"Hello world from comms center in #Pyongyang."
That Twitter missive, sent Monday from Koryolink's main service centre in downtown Pyongyang using my iPhone, marked a milestone for North Korea: it was believed to be the first tweet sent from a mobile phone using the country's new 3G mobile data service.
Later, as we were driving through Pyongyang, I used my iPhone to snap a photo of a new roadside banner referring to North Korea's controversial 12 February nuclear test while the Associated Press's chief Asia photographer David Guttenfelder uploaded an image to Instagram of a tour guide at a mountain temple, geotagged to Pyongyang.
Pretty ordinary stuff in the world of social media, but revolutionary for North Korea, a country with intricate rules to stage manage the flow of images and information both inside and beyond its borders.

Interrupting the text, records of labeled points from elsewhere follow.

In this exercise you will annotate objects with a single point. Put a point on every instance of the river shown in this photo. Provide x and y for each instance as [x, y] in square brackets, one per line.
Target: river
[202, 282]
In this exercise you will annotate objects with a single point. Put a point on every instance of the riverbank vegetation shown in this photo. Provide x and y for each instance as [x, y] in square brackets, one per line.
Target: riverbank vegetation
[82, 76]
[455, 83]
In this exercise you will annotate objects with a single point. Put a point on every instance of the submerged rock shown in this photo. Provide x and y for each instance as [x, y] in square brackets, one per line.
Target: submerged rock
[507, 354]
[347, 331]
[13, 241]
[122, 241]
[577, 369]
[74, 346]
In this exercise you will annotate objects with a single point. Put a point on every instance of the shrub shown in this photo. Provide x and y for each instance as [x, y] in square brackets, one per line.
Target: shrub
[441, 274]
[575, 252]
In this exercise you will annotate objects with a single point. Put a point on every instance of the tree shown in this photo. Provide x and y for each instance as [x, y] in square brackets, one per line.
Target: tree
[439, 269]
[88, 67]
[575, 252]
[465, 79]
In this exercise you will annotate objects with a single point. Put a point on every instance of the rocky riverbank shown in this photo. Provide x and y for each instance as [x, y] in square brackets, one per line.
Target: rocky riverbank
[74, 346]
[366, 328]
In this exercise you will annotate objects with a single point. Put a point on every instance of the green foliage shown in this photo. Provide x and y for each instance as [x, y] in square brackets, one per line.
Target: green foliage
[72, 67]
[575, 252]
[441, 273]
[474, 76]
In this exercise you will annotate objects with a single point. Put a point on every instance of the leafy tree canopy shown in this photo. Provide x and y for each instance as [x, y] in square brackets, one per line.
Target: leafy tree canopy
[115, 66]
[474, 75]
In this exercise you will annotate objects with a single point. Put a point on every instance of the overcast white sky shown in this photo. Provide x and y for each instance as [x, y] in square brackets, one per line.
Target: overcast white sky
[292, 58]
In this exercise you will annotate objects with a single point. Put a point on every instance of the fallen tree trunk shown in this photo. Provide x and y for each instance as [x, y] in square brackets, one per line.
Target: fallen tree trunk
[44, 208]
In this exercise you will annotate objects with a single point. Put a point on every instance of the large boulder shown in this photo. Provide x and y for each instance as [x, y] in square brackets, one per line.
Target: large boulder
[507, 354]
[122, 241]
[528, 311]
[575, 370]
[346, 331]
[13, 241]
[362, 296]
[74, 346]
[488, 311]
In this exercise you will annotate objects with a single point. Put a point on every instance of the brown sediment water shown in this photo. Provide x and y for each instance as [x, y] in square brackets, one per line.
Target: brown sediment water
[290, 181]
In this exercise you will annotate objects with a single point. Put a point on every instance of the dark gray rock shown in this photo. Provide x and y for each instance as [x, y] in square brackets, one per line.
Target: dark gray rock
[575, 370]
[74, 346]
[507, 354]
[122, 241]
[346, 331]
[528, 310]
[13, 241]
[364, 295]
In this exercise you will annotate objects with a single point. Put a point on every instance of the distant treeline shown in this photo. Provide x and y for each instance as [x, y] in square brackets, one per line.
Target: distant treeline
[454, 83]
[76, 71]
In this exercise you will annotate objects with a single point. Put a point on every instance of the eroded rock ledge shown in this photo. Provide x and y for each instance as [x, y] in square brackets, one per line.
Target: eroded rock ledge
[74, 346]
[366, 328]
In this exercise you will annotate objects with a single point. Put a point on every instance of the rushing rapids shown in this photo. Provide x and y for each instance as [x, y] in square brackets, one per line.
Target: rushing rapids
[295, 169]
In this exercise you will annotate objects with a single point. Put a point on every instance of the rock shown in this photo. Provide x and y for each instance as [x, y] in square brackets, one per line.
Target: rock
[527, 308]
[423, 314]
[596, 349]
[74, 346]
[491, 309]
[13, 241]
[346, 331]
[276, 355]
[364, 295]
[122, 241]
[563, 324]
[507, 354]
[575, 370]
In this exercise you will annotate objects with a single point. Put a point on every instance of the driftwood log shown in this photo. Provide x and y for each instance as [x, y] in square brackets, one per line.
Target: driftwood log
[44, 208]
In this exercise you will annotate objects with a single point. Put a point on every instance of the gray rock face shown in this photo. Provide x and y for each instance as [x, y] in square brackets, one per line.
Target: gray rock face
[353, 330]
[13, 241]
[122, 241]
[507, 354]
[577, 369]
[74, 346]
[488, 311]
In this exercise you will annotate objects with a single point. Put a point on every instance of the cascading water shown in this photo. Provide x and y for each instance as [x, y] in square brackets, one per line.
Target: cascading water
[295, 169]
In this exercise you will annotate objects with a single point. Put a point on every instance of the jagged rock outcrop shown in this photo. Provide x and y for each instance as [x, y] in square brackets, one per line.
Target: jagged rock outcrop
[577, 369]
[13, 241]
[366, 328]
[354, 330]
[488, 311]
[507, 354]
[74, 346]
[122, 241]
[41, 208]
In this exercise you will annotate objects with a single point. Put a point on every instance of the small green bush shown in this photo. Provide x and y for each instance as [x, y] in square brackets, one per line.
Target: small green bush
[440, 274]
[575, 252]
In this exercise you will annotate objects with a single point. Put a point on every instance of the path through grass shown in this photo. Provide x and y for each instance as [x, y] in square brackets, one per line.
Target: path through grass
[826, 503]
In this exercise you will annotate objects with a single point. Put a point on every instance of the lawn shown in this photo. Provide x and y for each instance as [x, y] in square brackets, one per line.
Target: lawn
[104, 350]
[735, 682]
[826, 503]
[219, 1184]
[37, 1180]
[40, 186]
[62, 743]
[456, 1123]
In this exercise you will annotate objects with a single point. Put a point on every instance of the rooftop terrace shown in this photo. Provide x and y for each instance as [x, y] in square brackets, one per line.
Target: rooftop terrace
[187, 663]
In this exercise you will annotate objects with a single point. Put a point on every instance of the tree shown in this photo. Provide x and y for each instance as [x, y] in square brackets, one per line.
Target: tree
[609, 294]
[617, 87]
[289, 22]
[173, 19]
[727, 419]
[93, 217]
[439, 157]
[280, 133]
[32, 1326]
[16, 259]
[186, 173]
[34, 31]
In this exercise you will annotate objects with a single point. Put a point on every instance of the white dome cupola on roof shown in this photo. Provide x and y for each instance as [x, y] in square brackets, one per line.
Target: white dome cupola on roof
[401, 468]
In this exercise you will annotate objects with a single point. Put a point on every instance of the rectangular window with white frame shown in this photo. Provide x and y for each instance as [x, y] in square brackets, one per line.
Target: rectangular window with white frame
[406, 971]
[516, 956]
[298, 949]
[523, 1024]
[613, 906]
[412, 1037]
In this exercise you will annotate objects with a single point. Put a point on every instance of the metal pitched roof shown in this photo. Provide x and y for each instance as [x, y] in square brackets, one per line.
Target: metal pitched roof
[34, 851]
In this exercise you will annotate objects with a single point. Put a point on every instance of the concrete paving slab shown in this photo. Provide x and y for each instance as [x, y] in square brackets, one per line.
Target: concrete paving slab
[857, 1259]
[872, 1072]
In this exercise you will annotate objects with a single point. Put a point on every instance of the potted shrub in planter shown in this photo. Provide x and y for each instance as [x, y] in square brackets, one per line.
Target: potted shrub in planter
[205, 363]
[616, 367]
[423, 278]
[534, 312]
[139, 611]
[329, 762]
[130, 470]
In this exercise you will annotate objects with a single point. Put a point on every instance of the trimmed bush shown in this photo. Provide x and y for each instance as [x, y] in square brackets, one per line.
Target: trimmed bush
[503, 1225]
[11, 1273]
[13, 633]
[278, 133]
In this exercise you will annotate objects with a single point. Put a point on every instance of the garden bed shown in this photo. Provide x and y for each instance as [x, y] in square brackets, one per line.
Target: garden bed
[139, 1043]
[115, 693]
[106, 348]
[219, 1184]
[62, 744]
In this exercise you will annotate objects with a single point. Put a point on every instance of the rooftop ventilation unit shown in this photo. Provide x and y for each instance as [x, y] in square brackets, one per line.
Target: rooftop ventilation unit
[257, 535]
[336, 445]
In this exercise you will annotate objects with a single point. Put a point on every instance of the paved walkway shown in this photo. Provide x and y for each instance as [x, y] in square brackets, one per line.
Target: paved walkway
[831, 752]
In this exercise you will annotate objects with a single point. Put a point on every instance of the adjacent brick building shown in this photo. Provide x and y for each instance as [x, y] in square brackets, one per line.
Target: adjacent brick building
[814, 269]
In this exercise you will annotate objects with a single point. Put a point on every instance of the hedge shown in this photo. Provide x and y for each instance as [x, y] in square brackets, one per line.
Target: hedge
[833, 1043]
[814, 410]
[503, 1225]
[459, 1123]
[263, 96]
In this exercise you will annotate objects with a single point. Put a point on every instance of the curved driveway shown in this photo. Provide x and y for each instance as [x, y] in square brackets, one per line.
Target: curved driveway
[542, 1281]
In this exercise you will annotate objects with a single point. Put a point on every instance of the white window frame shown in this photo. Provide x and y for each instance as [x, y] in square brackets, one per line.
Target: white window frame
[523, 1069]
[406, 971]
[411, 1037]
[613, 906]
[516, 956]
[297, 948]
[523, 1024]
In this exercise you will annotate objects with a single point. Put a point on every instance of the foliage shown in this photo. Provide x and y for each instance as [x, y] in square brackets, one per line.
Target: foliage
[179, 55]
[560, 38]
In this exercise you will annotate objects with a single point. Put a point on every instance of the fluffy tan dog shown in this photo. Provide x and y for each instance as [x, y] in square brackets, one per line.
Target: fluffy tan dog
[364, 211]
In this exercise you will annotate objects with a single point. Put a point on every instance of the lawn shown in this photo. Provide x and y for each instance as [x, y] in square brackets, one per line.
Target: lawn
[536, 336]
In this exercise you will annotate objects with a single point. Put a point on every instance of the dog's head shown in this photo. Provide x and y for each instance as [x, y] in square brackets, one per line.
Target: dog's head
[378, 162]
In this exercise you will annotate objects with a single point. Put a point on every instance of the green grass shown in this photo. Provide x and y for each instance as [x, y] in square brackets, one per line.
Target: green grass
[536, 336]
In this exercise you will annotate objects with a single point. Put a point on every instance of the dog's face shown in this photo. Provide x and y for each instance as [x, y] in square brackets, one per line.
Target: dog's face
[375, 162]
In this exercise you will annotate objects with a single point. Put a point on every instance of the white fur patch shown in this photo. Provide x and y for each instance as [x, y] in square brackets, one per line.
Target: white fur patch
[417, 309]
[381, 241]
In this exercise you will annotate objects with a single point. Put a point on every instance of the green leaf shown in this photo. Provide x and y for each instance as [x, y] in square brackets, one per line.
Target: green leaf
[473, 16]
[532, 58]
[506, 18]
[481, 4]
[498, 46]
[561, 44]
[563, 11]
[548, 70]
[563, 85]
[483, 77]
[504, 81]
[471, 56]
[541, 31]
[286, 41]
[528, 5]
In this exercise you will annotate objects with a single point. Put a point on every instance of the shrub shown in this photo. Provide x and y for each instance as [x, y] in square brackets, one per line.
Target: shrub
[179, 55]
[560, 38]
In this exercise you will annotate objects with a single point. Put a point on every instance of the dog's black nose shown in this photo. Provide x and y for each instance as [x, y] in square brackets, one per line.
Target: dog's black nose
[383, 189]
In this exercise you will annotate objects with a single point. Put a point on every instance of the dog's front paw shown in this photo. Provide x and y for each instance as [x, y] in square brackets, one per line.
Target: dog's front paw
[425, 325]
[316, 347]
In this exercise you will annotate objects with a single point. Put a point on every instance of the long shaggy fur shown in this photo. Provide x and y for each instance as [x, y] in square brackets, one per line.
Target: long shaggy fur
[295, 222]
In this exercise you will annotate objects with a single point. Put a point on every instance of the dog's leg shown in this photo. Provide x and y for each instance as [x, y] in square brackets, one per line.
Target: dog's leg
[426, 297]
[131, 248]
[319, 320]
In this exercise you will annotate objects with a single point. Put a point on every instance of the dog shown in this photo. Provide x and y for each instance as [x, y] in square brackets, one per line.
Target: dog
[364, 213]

In the past, rules were strict for tourists visiting North Korea. On a bus journey across the demilitarised zone into the border city of Kaesong in 2008, we were told: no mobile phones, no long camera lenses, no shooting photos without permission. The curtains were drawn to prevent us from looking outside as we drove through the countryside, and through the cracks we could see soldiers stationed along the road with red flags. We were warned they'd raise those flags and stop the bus for inspection if they spotted a camera pointed out the window. As we left North Korea, immigration officials went through our cameras, clicking through the photos to make sure we weren't taking home any images that were objectionable.